= Lithgow Plot =

Purported 1970 assassination attempt of Queen Elizabeth II

The Lithgow Plot was a purported assassination attempt of Queen Elizabeth II on 29 April 1970 at Lithgow, New South Wales, while she was undertaking a royal tour of Australia. The Queen and her husband Prince Philip, Duke of Edinburgh were on a train trip from Sydney to Orange. The incident was first reported in January 2009.

==Incident==
The would-be assassins supposedly rolled a large wooden log onto the tracks when it was dark and wedged it into place. It was meant to de-rail the train and, if it did, it would have smashed into an embankment. It failed because, at the time, the train was travelling unusually slowly when it struck the blockage, though it still slid for 700 metres before coming to a stop. The royal couple were unaware of the attempt.

A train had been through an hour before the Queen's train to check the line but at that time it was clear.

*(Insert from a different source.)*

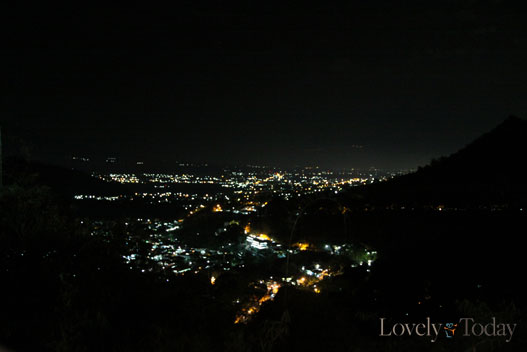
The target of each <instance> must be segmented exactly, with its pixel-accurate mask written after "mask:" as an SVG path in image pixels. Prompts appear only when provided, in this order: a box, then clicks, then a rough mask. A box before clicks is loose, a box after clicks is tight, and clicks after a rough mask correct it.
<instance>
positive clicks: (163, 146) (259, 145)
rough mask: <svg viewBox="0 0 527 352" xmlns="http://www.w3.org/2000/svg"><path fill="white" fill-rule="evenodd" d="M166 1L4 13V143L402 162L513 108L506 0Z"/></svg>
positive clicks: (34, 145)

Australian IRA sympathisers were among the suspects, but no one was ever charged.

==Lack of coverage==

In January 2009, retired Detective Superintendent Cliff McHardy gave the story to the Lithgow Mercury. The story was corroborated by Lithgow Mercury editor Len Ashworth, who said that the decision to not publish the story in 1970 was due to "an arrangement with the police". According to McHardy the government of Australia told the local police to keep quiet about the incident. This purportedly hampered the investigation attempt because people interviewed either couldn't or wouldn't speak about what had taken place.

In 2009, Buckingham Palace declined to comment on the issue but has said that a diary of the trip has shown no record of the train hitting a log. NSW Police's only comment was that they were "no longer actively investigating" the incident.